In response to a question about the stock price, the CEO noted that no one else in the room wanted the price to go higher than he did. I almost said something out loud, but then remembered the rules for expulsion. In large part because of DNDN’s collapse I have been looking for a job (see My Jobs Report Month 9), am having to sell my house (see Home For Sale Alas), and have never had more uncertainty in my life (see Too Many IFs). I contend that he is not having to sell his house to find money for living expenses, is not looking for a job, and has not had to sell off 66% of his shares and most of an IRA in the interim. I strongly suspect that returning DNDN to $60 would have a much greater affect on my life than it would on his.

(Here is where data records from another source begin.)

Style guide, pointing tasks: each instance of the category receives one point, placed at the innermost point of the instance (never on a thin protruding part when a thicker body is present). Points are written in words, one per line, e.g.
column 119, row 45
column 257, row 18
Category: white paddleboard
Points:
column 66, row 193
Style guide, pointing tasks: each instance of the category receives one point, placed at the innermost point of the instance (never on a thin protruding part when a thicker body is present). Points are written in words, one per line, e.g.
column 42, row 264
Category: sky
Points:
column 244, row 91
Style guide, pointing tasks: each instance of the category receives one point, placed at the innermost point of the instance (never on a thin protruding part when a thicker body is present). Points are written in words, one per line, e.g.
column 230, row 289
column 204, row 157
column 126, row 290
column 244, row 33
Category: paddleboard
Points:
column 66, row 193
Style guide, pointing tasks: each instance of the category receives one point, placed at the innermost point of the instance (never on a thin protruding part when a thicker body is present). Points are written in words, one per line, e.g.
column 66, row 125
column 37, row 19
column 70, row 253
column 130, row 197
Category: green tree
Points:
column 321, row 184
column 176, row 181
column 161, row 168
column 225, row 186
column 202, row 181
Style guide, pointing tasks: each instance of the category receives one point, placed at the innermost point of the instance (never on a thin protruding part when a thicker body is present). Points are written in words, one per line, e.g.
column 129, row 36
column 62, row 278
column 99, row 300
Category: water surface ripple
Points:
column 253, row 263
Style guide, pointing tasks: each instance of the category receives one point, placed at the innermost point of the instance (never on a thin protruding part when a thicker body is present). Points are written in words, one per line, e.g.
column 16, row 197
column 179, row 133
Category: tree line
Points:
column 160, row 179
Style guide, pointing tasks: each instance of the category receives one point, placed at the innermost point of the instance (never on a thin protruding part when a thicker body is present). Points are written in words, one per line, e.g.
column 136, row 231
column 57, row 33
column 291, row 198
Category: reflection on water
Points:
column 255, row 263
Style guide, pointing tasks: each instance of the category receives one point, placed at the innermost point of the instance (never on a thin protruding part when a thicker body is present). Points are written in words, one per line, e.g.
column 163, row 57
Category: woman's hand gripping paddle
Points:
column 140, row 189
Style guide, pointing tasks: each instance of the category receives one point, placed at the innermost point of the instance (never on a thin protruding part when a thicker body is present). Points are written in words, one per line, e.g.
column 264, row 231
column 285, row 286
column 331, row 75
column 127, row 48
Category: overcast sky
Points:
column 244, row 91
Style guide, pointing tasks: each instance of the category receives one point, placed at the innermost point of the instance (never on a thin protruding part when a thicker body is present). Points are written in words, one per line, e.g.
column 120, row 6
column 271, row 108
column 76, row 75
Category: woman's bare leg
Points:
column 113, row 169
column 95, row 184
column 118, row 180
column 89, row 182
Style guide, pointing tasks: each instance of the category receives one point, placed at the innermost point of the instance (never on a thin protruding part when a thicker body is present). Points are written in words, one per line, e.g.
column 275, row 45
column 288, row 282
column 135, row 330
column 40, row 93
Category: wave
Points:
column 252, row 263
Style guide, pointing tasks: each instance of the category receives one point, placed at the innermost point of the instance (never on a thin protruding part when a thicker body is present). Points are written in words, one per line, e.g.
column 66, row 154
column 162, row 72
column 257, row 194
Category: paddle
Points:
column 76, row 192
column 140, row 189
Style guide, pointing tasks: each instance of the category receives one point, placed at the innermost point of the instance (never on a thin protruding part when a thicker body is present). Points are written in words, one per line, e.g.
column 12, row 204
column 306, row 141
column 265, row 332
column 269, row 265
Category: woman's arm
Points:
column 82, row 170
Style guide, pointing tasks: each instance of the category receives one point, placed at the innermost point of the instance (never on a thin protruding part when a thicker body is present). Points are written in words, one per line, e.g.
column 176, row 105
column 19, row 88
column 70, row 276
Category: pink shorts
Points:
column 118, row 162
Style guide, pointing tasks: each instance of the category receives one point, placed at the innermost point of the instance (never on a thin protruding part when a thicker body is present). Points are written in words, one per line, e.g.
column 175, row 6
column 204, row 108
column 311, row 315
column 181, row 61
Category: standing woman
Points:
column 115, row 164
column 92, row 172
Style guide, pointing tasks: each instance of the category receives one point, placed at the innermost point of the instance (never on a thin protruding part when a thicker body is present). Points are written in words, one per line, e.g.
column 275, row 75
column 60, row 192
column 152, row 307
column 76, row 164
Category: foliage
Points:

There is a disconnect within some companies, where the upper management seem disconnected from other economic realities. In one edit of my book (Dream. Invest. Live. – the basis of this blog) I recount the story of another company’s board bemoaning his water bill. He had a house in the southwest. Irrigating the lawn was costing him too much. He complained about the water rates. He didn’t question watering the desert. He didn’t recognize that his water bill was more than some people’s living expenses. He acted as if everyone has such issues. The other folks sitting with me in the back row raised eyebrows too.
I think one of America’s strengths is that individuals can participate in investing. Yet, there are too many examples of excessive corporate compensation and a disconnect with the folks in the back row. I think part of the problem is that the compensation doesn’t seem excessive from within that class that is caricatured, yet the more they receive, the larger the gap becomes. At times like that I wish corporate voting was based on one vote per shareholder instead of one vote per share. But I don’t expect that to happen.
This has been a long day, and while I spent this time to learn about the clinical and financial aspects of Dendreon, I think I learned more about how segmented America has become: rich and poor, urban and rural. Shareholders own corporations, which is one lever that can make the necessary changes. Citizens control a country, and our votes are one way we can affect change. I wonder how this will turn out.